Experimental Study on Preparation and Heat Transfer of Nickel-Based Ammonia Loop Heat Pipe

Abstract

Abstract The loop heat pipe (LHP) is a passive heat sink used in aerospace and electronic devices. As the core component of the LHP, the physical property parameters of porous wick directly affect the overall performance of the LHP. In this paper, the performance of the porous wick is improved by adjusting the pore size, thereby improving the performance of the LHP. The nickel-based double-pore porous wicks are prepared by T225 nickel powder and NaCl particles, and the pore size of the porous wicks can be changed by different cold pressing force (30 kN, 40 kN, 50 kN, and 60 kN).
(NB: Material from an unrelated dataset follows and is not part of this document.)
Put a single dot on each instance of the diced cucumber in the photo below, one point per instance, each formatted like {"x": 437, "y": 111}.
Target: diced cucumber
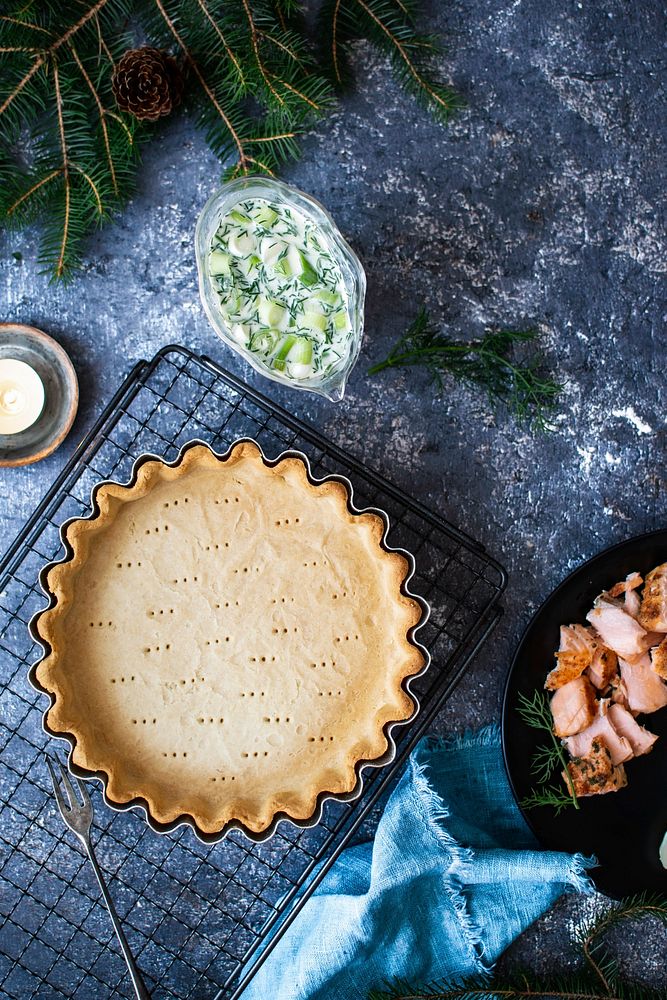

The effects of different cold pressing force on the porosity, permeability, and other physical property parameters are studied when the ratio of pore former is 20 wt.%. In the end, we select the cold pressing force of 30 kN to prepare the porous wick of the LHP. Then the effects of constant load and variable load of the heat transfer performance under different placement elevations are studied. The results show that the heat load range is 10 W–100 W, the minimum evaporator thermal resistance is 0.424 K/W, and the minimum LHP thermal resistance is 0.598 K/W. When β = 0 deg, there is a “backflow” phenomenon at the initial stage of low thermal load. With the increase of thermal load, the “backflow” duration decreases until it disappears, and the startup time becomes shorter. The thermal resistances of the evaporator and LHP decrease rapidly and then slowly increase. When β = –90 deg, the LHP appears to demonstrate “reverse startup” phenomenon.